The Grosses vollständiges Universal-Lexicon aller Wissenschafften und Künste (Great Complete Encyclopedia of All Sciences and Arts) is a 68-volume German encyclopedia published by Johann Heinrich Zedler between 1731 and 1754. It was one of the largest printed encyclopedias ever, and the first to include biographies of living people in a systematic way.

==Title==
The bookseller and publisher Zedler published this book in Leipzig under the name:Great Complete Encyclopedia of All Sciences and Arts Which So Far Have Been Invented and Improved by Human Mind and Wit: Including the Geographical and Political Description of the Whole World with All Monarchies, Empires, Kingdoms, Principalities, Republics, Free Sovereignties, Countries, Towns, Sea Harbors, Fortresses, Castles, Areas, Authorities, Monasteries, Mountains, Passes, Woods, Seas, Lakes ... and also a Detailed Historical and Genealogical Description of the World's Brightest and Most Famous Family Lines, the Life and Deeds of the Emperors, Kings, Electors and Princes, Great Heroes, Ministers of State, War Leaders... ; Equally about All Policies of State, War and Law and Budgetary Business of the Nobility and the Bourgeois, Merchants, Traders, Arts.Zedler himself called his encyclopedia "Zedler's Encyclopedia" (Zedlersches Lexikon). Many previous encyclopedias were associated with the names of their authors, but the Universal Lexicon was the first to be associated with the name of its publisher.

==Editors==
The main editors were Jacob August Franckenstein (volumes 1-2), Paul Daniel Longolius (volumes 3-18), and Carl Günther Ludovici (volumes 19-64 and supplements). Each seems to have taken a different approach to encyclopedia-making. From volume 18 onward, for example, the encyclopedia contains numerous biographies of living people, presumably because of Ludovici's appointment as editor around the same time.
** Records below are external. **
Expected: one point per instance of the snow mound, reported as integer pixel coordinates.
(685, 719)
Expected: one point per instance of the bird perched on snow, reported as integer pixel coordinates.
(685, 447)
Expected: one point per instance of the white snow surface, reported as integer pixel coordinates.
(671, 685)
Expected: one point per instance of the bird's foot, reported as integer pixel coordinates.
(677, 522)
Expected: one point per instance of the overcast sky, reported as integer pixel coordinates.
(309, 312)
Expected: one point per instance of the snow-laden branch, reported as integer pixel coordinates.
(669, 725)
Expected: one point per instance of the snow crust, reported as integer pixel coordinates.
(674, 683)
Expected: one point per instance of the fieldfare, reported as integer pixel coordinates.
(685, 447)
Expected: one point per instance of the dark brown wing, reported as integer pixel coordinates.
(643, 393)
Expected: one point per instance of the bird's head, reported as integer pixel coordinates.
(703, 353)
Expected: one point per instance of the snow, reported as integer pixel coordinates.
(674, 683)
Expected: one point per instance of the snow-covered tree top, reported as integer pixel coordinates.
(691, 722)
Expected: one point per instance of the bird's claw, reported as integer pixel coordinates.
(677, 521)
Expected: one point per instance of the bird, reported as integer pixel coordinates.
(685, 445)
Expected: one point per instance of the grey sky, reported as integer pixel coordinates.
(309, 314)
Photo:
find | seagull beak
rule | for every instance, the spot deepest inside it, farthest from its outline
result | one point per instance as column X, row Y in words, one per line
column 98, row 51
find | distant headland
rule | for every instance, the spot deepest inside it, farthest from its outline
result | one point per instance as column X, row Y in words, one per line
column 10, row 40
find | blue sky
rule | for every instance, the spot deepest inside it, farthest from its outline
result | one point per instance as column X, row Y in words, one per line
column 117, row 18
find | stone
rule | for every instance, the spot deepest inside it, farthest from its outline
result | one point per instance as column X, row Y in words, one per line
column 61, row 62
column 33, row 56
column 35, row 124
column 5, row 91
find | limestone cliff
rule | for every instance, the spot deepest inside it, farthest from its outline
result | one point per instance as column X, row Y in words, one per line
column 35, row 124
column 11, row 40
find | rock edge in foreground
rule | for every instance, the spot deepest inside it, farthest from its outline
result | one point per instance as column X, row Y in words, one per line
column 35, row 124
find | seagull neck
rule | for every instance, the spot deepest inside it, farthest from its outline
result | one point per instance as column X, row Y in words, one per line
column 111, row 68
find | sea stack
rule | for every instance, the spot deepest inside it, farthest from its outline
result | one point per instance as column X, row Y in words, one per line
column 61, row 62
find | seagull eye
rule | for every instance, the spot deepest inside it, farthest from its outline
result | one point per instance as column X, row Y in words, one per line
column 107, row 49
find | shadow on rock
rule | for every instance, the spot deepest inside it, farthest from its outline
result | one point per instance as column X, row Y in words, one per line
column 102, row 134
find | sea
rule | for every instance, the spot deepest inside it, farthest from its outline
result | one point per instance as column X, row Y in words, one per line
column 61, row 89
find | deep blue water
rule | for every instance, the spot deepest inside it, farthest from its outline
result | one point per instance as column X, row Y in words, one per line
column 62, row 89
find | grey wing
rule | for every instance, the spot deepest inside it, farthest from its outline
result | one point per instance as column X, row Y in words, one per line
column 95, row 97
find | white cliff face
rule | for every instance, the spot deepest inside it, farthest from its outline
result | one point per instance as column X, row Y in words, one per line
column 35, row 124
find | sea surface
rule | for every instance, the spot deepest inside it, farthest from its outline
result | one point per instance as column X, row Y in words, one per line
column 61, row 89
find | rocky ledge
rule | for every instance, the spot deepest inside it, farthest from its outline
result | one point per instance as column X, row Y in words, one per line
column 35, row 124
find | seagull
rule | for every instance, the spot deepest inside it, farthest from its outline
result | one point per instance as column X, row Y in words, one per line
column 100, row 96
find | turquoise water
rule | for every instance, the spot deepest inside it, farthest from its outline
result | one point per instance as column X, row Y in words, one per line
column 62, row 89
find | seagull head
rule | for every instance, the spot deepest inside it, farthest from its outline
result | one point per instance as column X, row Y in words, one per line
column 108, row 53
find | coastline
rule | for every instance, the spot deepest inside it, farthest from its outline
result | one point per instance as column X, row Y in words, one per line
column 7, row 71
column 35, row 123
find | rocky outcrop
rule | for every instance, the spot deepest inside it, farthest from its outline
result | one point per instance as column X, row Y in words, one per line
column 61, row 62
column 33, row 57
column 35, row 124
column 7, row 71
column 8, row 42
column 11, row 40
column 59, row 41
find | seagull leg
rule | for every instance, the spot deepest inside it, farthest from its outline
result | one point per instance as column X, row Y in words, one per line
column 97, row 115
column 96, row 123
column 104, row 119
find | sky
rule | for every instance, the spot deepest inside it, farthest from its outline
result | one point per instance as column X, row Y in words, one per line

In his introduction to volume 1, Zedler himself claimed to have had the encyclopedia compiled by nine anonymous "muses." Scholars continue to debate over how many or few collaborators he actually had. In fact, almost nothing certain is known about the individual authors of the encyclopedia. Heinrich Winkler wrote many medical articles, and Friedrich August Müller probably wrote articles on philosophy. Lorenz Christoph Mizler (1711–1778) claimed to have written mathematical articles. Johann Heinrich Rother and Johann Christoph Gottsched have also been suggested as possible collaborators, though both denied it.

==Printing==
The Grosses vollständiges Universal-Lexicon is sometimes considered the first modern encyclopedia in the German language. At the time, it was the largest printed encyclopedia in the Western world, and it remains one of the largest. It was originally supposed to be printed in about 12 volumes, an estimate later extended to 24, but it was finally printed in 64 volumes plus four supplements, with about 284,000 articles on 63,000 two-column pages. Ludovici had even intended to write a further four supplements.

Initial production was funded through subscription, where buyers paid in advance and received a discount on the volume that was later delivered. The press run of the Universal Lexicon was undoubtedly small. Scholars have estimated that only around 1500 sets were printed.

Zedler arranged to have the encyclopedia printed in the Halle Waisenhaus ("orphanage"), not far from Leipzig. This print shop belonged to August Hermann Francke's Francke Foundations.

Later, between 1961 and 1964, the book was republished in Graz, Austria.

== Online copy ==
The Bavarian State Library's digitisation center in Munich (Münchener Digitalisierungszentrum, MDZ) has digitized the encyclopedia completely, including the four supplements, in the form of images and PDF files. The 68 volumes have an index and readers can browse through the pages.